Returns a namefinder limited to the vertebrate division of the NCBI taxonomy. See the documentation for namefinder and taxid for more information about arguments.

If the keyword argument inclusive is set to false, this will not search for organisms assigned to a lower division, in this case mammals (covered by mammalfinder). The default behavior is to include these groups, which also include the groups covered by mammalfinder itself.

source
NCBITaxonomy.plantfilterFunction
plantfilter()

Returns a namefinder limited to the "plant and fungi" division of the NCBI taxonomy. See the documentation for namefinder and taxid for more information about arguments.

source
NCBITaxonomy.invertebratefilterFunction
invertebratefilter()

Returns a namefinder limited to the invertebrate division of the NCBI taxonomy. See the documentation for namefinder and taxid for more information about arguments.

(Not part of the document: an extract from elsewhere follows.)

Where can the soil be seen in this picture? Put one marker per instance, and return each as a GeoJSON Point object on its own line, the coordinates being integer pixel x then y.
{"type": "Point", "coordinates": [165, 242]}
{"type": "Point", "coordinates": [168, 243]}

Note that this is limited organisms not covered by plantfinder, bacteriafinder, and virusfinder.

source
NCBITaxonomy.rodentfilterFunction
rodentfilter()

Returns a namefinder limited to the rodent division of the NCBI taxonomy. See the documentation for namefinder and taxid for more information about arguments.

source
NCBITaxonomy.primatefilterFunction
primatefilter()

Returns a namefinder limited to the primate division of the NCBI taxonomy. See the documentation for namefinder and taxid for more information about arguments.

source
NCBITaxonomy.phagefilterFunction
phagefilter()

Returns a namefinder limited to the phage division of the NCBI taxonomy. See the documentation for namefinder and taxid for more information about arguments.

source
NCBITaxonomy.environmentalsamplesfilterFunction
environmentalsamplesfilter()

Returns a namefinder limited to the environmental samples division of the NCBI taxonomy. See the documentation for namefinder and taxid for more information about arguments.

source

All of these return a dataframe which can be passed to the taxon function as a first argument.